Disponendo la riunione dei processi in appello, pur nella formale dichiarazione di inutilizzabilità a carico del P. delle prove raccolte successivamente alla separazione del suo procedimento da quello nei confronti dell’ I., il giudice dell’impugnazione avrebbe avuto a disposizione l’intero materiale probatorio e, in particolare, anche quello raccolto dopo la detta separazione, nonchè la sentenza emessa in primo grado nei confronti dell’ I., portatore di una tesi difensiva opposta a quella sostenuta dal P., perchè tendente a scaricare su quest’ultimo l’esclusiva responsabilità del delitto, con la conseguenza che la disposta riunione si porrebbe in contrasto con l’inviolabile diritto di difesa dell’imputato e con l’ulteriore diritto di essere giudicato da un giudice terzo ed imparziale; essa, inoltre, sarebbe incompatibile con la stessa struttura e funzione del giudizio abbreviato come giudizio allo stato degli atti, da intendersi cristallizzati al momento della richiesta del rito speciale.
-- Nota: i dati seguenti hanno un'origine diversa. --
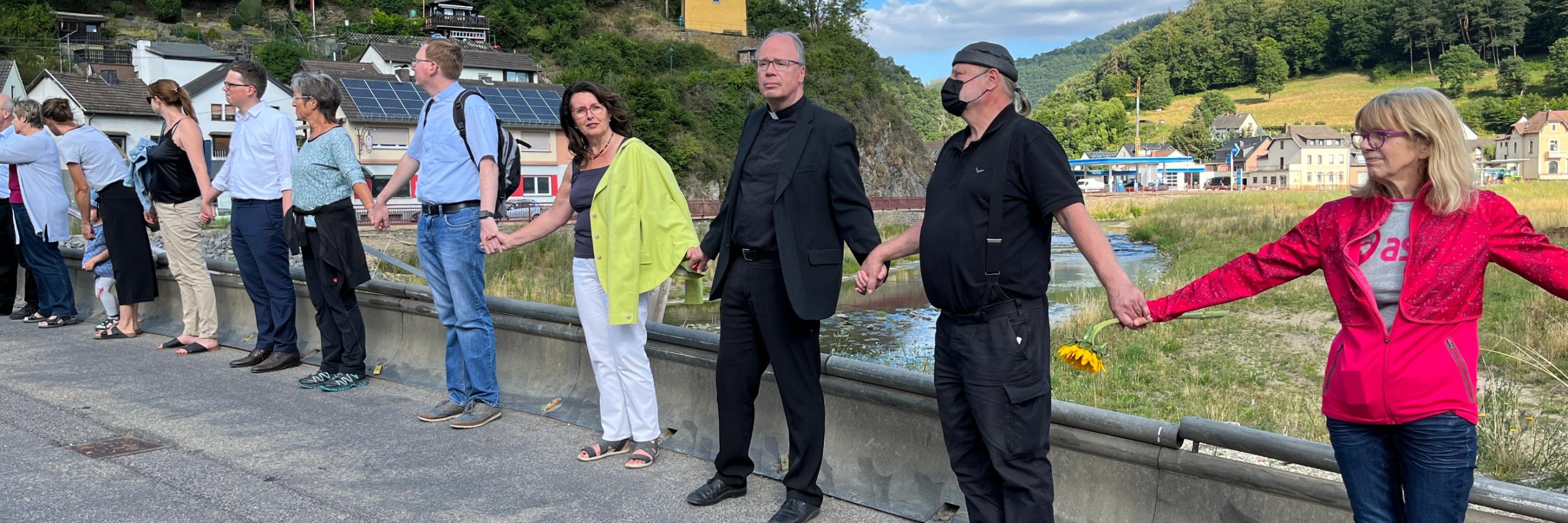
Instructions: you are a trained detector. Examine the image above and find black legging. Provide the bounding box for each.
[99,181,159,301]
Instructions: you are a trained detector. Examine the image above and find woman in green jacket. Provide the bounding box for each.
[502,81,698,468]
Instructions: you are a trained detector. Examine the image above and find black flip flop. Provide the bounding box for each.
[37,316,81,328]
[93,325,141,339]
[181,344,218,357]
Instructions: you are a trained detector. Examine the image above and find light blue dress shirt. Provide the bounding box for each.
[211,103,298,200]
[407,83,499,204]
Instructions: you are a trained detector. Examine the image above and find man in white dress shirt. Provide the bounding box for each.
[203,59,299,372]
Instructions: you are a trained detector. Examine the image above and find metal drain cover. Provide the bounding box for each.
[71,437,163,460]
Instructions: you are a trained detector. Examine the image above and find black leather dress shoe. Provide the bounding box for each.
[769,499,821,523]
[251,352,299,374]
[687,477,747,508]
[229,349,273,369]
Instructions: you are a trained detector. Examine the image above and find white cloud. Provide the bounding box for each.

Secondo il ricorrente, la riunione del procedimento abbreviato prescelto dal P. con quello celebrato nei confronti del concorrente si sarebbe risolta in un’arbitraria osmosi del materiale utilizzabile ai fini del decidere, poichè anche la sola acquisizione della sentenza pronunciata nei confronti dell’ I. e dell’impugnazione predisposta dai difensori dello stesso, con gli atti ad essa correlati, avrebbe inevitabilmente contaminato la sfera cognitivo-intellettiva del giudice dell’appello, pregiudicato la sua imparzialità di giudizio e, perciò, azzerato ogni e qualsivoglia possibilità e tesi difensiva nell’interesse del P..

I motivi nuovi proposti dall’avvocato Alfredo Gaito, a rafforzamento della predetta censura, rilevano l’indebita commistione di forme giudiziali eterogenee; l’inutilizzabilità sia delle prove acquisite dopo la richiesta del P. di rito abbreviato, sia della sentenza pronunciata nel separato giudizio a carico dell’ I.; la conseguente abnormità della riunione e dell’unica sentenza emessa dalla Corte di appello, citando, a conforto dell’assunto, la giurisprudenza di questo giudice di legittimità (Sez. 6, 25 ottobre 2001, Fallarino, e, ancora, Sez. 6, 15 aprile 2002, Sparandeo), supponente peraltro il giudizio congiunto nei confronti di più imputati, alcuni dei quali giudicabili con rito abbreviato e altri con rito ordinario, secondo la quale la differente struttura di ciascuno dei procedimenti definiti "speciali", previsti dal titolo 6 del codice di procedura penale, rispetto al giudizio ordinario, determinerebbe una insormontabile incompatibilità e renderebbe abnorme la loro gestione congiunta.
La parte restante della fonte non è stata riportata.